Les corbeaux devenus rares, on ne mangeait pas souvent. Les corps immobiles et de plus en plus décharnés attendaient la nuit, pour respirer un peu.
Les journées brûlantes, sous un ciel opalescent, dans un silence assourdissant, se passent à attendre le bruit du moteur de l’épicer ambulant. Journées interminables troublées par les gargouillis des estomacs affamés. L’attente pouvait durer des semaines. Un nuage de poussière aux confins du plateau annoncera une vague soupe de légumes agrémentée d’un bout de lard.
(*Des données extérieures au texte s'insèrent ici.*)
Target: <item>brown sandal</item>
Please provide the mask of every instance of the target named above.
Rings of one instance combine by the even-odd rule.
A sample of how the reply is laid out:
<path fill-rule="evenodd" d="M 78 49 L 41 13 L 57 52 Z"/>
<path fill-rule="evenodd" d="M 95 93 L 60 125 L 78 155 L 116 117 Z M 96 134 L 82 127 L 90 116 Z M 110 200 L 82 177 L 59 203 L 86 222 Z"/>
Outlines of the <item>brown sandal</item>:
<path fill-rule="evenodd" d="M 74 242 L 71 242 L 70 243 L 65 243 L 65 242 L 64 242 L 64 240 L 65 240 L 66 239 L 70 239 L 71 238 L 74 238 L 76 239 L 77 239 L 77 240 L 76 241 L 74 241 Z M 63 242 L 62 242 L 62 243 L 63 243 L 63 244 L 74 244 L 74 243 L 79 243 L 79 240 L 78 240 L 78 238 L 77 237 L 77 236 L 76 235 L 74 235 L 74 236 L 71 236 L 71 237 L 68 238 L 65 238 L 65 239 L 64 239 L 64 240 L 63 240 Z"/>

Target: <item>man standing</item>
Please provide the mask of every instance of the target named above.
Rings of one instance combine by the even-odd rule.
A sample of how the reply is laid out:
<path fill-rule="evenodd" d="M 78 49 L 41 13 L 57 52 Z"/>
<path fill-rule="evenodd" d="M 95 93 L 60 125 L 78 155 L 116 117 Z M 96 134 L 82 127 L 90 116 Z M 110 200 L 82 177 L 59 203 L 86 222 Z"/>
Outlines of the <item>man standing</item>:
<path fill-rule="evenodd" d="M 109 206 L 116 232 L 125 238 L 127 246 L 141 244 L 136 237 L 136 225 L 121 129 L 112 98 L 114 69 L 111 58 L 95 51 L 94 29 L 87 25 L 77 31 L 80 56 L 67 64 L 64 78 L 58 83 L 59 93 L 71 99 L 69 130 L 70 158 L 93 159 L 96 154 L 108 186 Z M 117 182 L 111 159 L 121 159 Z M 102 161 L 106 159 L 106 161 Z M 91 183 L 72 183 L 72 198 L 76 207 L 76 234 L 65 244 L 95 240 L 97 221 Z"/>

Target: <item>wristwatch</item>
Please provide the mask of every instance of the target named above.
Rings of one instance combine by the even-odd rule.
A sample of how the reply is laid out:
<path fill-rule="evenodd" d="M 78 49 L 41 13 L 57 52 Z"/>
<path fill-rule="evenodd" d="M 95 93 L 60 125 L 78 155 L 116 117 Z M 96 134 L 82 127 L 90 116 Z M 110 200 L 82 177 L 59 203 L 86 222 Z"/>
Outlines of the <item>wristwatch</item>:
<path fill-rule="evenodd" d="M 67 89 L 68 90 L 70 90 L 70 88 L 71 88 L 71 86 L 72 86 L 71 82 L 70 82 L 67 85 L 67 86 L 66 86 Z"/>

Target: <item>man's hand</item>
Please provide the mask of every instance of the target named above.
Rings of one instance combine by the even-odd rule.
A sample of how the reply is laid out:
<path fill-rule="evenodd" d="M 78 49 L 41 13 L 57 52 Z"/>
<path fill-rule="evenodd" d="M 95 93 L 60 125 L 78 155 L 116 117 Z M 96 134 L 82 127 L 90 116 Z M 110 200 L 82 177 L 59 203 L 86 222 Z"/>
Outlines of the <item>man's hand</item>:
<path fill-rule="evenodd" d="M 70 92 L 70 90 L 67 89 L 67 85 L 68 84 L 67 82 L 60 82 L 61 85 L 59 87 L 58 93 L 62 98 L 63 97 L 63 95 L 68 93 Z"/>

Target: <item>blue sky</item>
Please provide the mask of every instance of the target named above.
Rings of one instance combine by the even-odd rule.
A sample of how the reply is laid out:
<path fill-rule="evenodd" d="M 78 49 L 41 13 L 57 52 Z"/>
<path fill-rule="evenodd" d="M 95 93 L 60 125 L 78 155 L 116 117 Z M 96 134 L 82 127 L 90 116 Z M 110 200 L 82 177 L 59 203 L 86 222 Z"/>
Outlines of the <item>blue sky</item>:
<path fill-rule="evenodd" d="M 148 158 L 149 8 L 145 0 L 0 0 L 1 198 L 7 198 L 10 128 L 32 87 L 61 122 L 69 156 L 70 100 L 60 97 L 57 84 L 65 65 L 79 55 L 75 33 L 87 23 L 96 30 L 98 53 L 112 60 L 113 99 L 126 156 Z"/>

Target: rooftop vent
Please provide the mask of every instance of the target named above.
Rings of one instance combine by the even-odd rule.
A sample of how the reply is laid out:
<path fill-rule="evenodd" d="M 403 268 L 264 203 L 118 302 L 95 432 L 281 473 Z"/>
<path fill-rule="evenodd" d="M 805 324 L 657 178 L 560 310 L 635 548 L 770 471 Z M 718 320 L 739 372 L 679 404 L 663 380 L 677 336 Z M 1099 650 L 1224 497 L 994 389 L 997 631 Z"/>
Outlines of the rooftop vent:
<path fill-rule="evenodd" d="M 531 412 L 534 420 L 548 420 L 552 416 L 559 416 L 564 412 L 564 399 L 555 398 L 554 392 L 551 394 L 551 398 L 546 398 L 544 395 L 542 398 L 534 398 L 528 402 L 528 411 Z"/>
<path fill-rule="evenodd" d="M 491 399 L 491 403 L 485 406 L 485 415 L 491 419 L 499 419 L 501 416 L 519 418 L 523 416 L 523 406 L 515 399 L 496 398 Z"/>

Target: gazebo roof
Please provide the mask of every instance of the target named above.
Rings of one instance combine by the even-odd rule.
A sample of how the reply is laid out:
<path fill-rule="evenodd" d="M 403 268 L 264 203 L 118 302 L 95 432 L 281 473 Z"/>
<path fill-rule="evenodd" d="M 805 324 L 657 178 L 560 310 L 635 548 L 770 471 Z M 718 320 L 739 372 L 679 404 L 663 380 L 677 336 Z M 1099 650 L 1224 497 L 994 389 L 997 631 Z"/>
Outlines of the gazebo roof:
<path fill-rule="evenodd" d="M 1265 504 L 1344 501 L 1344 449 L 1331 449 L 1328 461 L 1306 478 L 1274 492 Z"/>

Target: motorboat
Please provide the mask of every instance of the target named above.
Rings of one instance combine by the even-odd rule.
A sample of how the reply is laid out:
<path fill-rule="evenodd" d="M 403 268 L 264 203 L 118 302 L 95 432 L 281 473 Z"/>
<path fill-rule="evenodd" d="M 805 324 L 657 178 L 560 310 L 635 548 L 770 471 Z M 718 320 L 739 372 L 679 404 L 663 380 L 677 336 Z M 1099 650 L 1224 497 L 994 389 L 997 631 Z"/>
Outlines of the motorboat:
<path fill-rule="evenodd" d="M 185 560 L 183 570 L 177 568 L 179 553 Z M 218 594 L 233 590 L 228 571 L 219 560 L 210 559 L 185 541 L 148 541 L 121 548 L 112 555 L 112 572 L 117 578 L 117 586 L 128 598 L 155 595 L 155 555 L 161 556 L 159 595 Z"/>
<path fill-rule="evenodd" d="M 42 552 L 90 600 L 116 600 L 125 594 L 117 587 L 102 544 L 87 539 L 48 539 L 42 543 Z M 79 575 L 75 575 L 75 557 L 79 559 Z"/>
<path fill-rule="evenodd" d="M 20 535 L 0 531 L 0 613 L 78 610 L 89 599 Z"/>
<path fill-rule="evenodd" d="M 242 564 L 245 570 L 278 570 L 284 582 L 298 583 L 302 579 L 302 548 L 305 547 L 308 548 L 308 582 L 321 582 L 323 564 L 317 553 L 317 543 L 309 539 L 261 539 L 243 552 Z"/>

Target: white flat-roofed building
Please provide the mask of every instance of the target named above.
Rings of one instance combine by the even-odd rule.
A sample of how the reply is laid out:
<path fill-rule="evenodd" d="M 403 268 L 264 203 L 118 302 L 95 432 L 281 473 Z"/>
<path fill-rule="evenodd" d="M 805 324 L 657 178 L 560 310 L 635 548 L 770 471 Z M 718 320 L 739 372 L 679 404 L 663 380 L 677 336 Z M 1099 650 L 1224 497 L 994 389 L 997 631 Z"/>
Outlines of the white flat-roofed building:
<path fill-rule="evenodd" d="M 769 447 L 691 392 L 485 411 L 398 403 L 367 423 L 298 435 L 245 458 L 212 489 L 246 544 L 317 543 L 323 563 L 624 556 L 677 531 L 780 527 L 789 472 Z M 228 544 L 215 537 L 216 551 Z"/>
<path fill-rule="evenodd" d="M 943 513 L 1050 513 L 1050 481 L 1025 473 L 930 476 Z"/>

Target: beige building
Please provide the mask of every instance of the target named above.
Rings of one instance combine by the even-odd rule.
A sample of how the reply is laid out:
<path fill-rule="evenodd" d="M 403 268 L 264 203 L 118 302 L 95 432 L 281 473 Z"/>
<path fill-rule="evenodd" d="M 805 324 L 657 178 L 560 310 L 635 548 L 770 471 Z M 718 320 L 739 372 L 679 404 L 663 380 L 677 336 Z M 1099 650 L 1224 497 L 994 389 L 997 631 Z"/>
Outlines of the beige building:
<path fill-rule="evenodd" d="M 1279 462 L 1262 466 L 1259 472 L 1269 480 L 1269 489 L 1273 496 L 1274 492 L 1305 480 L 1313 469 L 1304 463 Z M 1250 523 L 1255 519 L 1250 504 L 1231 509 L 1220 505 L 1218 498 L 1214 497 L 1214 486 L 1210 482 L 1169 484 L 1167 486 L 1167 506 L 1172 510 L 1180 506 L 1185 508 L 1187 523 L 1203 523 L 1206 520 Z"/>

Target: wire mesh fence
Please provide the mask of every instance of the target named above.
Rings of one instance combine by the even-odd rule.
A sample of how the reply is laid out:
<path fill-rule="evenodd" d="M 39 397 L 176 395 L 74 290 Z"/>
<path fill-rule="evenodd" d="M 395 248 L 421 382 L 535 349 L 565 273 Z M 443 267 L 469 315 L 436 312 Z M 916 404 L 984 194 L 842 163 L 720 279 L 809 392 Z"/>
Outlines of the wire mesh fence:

La grand-mère, assise devant la porte de la masure, vêtue d’une robe noire qui tombe en lambeaux, appuyée contre le chambranle, ressasse des souvenirs de plus en plus diffus en fixant le lointain. Sa mémoire fatiguée puise au hasard, « Ici, c’est ravitaillé par les corbeaux ».
Sa petite fille devenue adulte ne s’exprime que par borborygmes. Chaque jour, éternel recommencement, dans sa robe d’un rose effacé par le temps, elle rampe sur l’herbe rase et jaune en direction de la maison abandonnée plantée au bout du champ. La nuit interrompt l’aventure.
Les seules paroles de la petite-fille furent chuchotées, il y a si longtemps, à une fourmi égarée sur ce plateau inhospitalier,
« Je hais l’école, le travail ne m’inspire pas, je simule l’enfance, je suis le grain de sable dans le rouage de l’ordre établi ».
La nuit, des quintes de vent troublent le silence.